Randi Sether hadn't even heard the term planking until it led to the death of an Australian man on Sunday.

Randi Sether hadn't even heard the term

planking

until it led to the death of an Australian man on Sunday.

He lay facedown on a balcony railing to pose for a photo - and fell seven stories.

Quickly, the term was all over the Internet - it was one of Yahoo's most popular searches on Tuesday - with stories describing it as an online craze Down Under.

But Sether, 25, of Fishtown knows the Aussies can't take all the credit. The consumer researcher for an auto-parts chain has been posing facedown here and around the country for more than a year, and filling a website with scores of still pictures and a handful of videos.

She's been snapped a couple of hundred times - everywhere from Geno's to Disney World, from Times Square to Dallas' Dealey Plaza, where President Kennedy was shot.

She learned about the fad from websites in Britain, where it was probably born, she said.

They simply called it "the lying down game."

She named her site dirtyboobies.com, because, well, that's what happens a woman lies facedown on the ground or other surfaces.

The obvious question is: Why? Why would a person who's not ashamed of her looks plunk her nose on streets, sidewalks, or even a hot escalator?

"I don't know. I have this weird obsession with doing it," she said.

It's not some existential joke about playing dead.

And she's not into the physical-challenge type of planking where someone tries to balance on a TV or become a rigid board between two desks - or anything more extreme.

"It's just random. It's funny," she said.

But she has done some theater, and seems to like startling people, provoking reactions.

Usually, she'll ask a stranger to take her picture, hand over her iPhone, then "see that awkwardness" as they watch her lie face down.

Last week in Los Angeles, though, five other people got in on the joke and lay down next to her.

Once, at the Wells Fargo Center, fans thought she was just another drunk who passed out.

It's tough to see, however, when she's not looking back.
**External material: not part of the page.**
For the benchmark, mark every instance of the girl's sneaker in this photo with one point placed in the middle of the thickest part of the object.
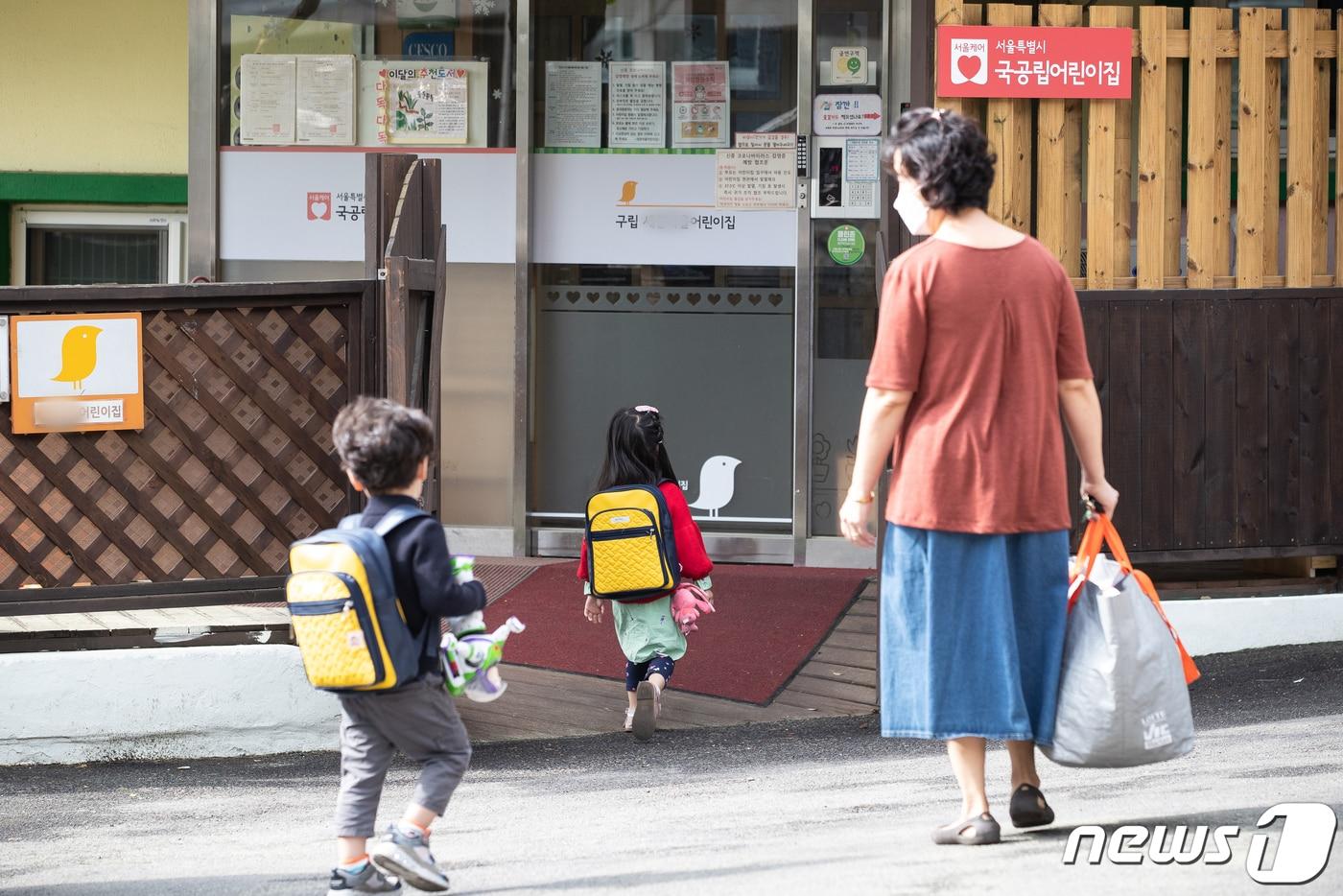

"That's why I started the video, because I wanted to see it for myself," she said.

Her craziest pose may have been on a sizzling Las Vegas escalator, which was so hot, she got grill marks on her nose.

That could be topped during her upcoming trip across India, for a charity race called the Rickshaw Rally.

"I'll probably get some kind of weird disease laying on the ground across India," she said.

She's posed "in and on and under vehicles," including an overturned abandoned wreck, under statues, on a pool table, on boulders by a waterfall, and on one of those giant conveyors belts that move people at airports.

Friends and even strangers who have seen her website started sending her their own facedown photos months ago, including a soldier from Afghanistan, she said.

With with practice catching on, she wondered if her interest could wane.

"Now everybody else is on it, I'm going to have to find a new obsession," she said.

Then she shifted gears.

"It just makes me think I'm going to step it up a notch," she said.

No, that doesn't mean doing more dangerous stunts.

It means doing more video, to capture more reactions and the irony of thing moving while she stays still - like lying under a rotating In-N-Out Burger sign.

In a new video, she silently rides belly-down on an escalator at the Trump Taj Mahal, then - after the credits roll - gets up and gives a belly laugh.